White House Open to Revising War Powers as a Bipartisan Group of Senators Introduces Bill to Repeal Iraq AUMFs
Dave DeCamp / AntiWar
(March 5, 2021) — In the face of a new push in Congress to revise the Executive Branch’s war powers, the White House is signaling it is willing to cooperate on the issue.
On Friday, White House Press Secretary Jen Psaki responded to a bipartisan bill introduced in the Senate by Senator Tim Kaine (D-VA). The legislation would repeal two authorizations for the use of military force (AUMF) for Iraq, the 1991 AUMF passed for the Gulf War, and the 2002 AUMF used for the Iraq invasion.
“We are committed to working with Congress to ensure that the authorizations for the use of military force currently on the books are replaced with a narrow and specific framework that will ensure we can protect Americans from terrorist threats while ending the forever wars,” Psaki wrote on Twitter.
One AUMF not addressed in Kaine’s bill is the 2001 AUMF that was passed for the war in Afghanistan and kicked off the War on Terror. The 2001 AUMF is by far the most abused and is still used today to fight ISIS, a group that didn’t exist when it was passed.
Earlier this week, Senator Kaine said Congress should reform the 2001 AUMF instead of repealing it, something the White House agrees with. Psaki told reporters on Friday that President Biden “agrees that the AUMF has been around for 20 years and it’s long overdue for it to be updated.”
The renewed focus on the AUMFs was sparked by Biden’s decision to bomb Syria last week. In a letter to Congress, President Biden did not cite a specific AUMF as the legal justification for the strike. Instead, he somehow claimed “self-defense” and said the action was within his legal authority as Commander in Chief.
The Trump administration had cited the 2002 Iraq AUMF as legal justification for the January 2020 assassination of Iranian Gen.
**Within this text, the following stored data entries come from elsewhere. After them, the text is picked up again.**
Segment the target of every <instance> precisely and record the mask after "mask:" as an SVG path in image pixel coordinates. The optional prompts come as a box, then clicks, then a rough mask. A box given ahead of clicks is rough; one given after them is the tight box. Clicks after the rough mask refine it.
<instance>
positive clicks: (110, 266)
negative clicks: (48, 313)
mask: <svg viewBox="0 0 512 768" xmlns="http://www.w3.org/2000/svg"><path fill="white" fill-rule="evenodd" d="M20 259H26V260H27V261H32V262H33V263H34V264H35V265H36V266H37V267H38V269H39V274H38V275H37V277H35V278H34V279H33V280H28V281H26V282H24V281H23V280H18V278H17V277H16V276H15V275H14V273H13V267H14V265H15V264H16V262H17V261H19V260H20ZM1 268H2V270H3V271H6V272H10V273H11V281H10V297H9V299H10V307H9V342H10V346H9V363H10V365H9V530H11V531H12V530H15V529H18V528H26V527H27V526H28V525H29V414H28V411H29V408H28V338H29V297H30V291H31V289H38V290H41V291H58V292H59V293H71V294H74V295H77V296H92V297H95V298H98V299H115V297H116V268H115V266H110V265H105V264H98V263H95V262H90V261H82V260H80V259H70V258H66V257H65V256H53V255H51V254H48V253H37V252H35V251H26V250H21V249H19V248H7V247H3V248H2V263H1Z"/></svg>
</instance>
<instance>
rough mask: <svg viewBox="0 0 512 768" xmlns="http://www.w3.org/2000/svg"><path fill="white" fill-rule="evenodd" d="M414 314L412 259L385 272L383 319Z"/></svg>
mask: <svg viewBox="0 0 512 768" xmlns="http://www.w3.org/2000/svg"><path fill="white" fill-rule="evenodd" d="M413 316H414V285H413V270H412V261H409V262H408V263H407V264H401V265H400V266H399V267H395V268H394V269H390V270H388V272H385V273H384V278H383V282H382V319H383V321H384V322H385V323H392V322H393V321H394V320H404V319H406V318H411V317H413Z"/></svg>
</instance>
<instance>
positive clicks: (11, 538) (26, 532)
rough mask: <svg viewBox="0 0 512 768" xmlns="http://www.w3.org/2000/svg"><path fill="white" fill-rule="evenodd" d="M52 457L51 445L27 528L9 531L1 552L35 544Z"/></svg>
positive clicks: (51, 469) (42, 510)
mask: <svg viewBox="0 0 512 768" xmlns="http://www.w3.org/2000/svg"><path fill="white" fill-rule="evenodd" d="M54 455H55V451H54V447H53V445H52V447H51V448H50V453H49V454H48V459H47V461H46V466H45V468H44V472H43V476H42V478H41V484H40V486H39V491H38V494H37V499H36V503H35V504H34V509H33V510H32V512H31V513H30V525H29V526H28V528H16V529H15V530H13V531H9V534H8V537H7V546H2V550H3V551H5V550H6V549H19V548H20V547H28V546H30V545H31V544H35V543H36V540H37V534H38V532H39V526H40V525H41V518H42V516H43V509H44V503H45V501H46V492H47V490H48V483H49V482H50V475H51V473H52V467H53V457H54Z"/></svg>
Qasem Soleimani, who was killed by a US drone strike in Baghdad.
Biden Orders Temporary Limits on Drone Strikes Outside of War Zones
The Administration Is Reviewing US Counterterrorism Operations
(March 5, 2021) — President Biden has imposed temporary limits on drone strikes, and covert raids in country’s outside of major war zones as the new administration reviews the policies left by the Trump administration.
The limits mean the CIA and military must get permission from the White House before they carry out drone strikes or raids in places the US does not have a major military presence, like Somalia and Yemen. The limits don’t apply to Syria, Iraq, or Afghanistan.
The Biden administration has not announced these limits. The move was reported this week by The New York Times and The Washington Post. According to the reports, National Security Advisor Jake Sullivan imposed the limits on January 20th, the day President Biden was inaugurated.
The Trump administration loosened the rules of engagement for counterterrorism operations and airstrikes, giving the military more authority. This resulted in a record number of US airstrikes and raids in Somalia and Yemen.
According to the reports, the Trump-era rules did not require permission from the White House to carry out kill or capture missions. But the CIA or military did need the approval of the US ambassador in whichever country they were operating in.
The limits on drone strikes are part of the Biden administration’s broader review of US counterterrorism operations. According to National Security Council spokesperson Emily Horne, Biden has issued interim rules for the terror wars in the meantime.